Leading commercial publishers were initially distanced by the unexpected rise of the Web for academic publication: the executive board of Elsevier "had failed to grasp the significance of electronic publishing altogether, and therefore the deadly danger that it posed—the danger, namely, that scientists would be able to manage without the journal". The persistence of high revenues from subscription and the consolidation of the sector made it possible to fund the conversion of the pre-existing online services to the web as well as the digitization of past collections. By the 2010s, leading publishers have been "moving from a content-provision to a data analytics business" and developed or acquired new key infrastructures for the management scientific and pedagogic activities: "Elsevier has acquired and launched products that extend its influence and its ownership of the infrastructure to all stages of the academic knowledge production process". Since it has expanded beyond publishing, the vertical integration of privately owned infrastructures has become extensively integrated to daily research activities.

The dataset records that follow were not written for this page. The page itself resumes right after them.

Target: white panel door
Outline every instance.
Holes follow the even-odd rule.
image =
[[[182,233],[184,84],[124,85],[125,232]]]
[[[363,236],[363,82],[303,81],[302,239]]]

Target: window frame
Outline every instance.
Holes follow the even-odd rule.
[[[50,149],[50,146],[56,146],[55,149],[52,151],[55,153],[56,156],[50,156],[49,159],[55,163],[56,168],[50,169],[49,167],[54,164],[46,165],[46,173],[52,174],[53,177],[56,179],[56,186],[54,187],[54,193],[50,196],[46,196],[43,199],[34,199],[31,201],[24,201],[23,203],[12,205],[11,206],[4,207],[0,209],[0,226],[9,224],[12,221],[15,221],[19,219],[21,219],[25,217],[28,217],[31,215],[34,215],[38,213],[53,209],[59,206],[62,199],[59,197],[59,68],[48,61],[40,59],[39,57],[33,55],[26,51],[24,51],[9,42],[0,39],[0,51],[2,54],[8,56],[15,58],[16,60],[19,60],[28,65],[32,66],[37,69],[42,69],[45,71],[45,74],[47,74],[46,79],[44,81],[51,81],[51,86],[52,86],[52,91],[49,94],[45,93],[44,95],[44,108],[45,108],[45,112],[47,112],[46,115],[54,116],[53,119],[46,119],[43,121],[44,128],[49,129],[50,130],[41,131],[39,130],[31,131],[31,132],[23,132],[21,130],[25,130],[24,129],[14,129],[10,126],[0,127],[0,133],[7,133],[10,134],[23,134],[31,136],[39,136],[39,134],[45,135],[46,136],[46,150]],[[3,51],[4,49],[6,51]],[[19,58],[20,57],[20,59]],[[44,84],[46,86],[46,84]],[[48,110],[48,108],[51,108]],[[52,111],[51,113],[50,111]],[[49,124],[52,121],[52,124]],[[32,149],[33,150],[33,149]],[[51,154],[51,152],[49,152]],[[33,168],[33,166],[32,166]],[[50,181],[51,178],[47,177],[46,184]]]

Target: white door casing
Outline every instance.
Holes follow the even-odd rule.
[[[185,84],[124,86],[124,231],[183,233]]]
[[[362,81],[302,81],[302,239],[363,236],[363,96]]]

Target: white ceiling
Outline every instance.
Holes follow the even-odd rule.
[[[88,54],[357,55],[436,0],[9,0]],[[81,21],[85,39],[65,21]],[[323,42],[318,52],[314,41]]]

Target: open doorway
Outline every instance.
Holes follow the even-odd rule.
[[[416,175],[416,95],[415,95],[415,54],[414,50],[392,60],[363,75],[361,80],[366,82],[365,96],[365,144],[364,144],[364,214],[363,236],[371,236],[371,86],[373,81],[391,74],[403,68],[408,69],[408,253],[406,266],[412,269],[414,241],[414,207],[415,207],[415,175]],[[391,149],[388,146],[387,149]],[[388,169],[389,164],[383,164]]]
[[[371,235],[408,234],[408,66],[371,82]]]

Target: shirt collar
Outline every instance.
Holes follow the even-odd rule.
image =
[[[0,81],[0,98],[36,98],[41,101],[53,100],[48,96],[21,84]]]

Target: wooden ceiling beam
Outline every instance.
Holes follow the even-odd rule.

The privatised control of scholarly infrastructures is especially noticeable in the context of 'vertical integration' that publishers such as Elsevier and SpringerNature are seeking by controlling all aspects of the research life cycle, from submission to publication and beyond. For example, this vertical integration is represented in a number of Elsevier's business acquisitions, such as Mendeley (a reference manager), SSRN (a pre-print repository) and Bepress (a provider of repository and publishing software for universities).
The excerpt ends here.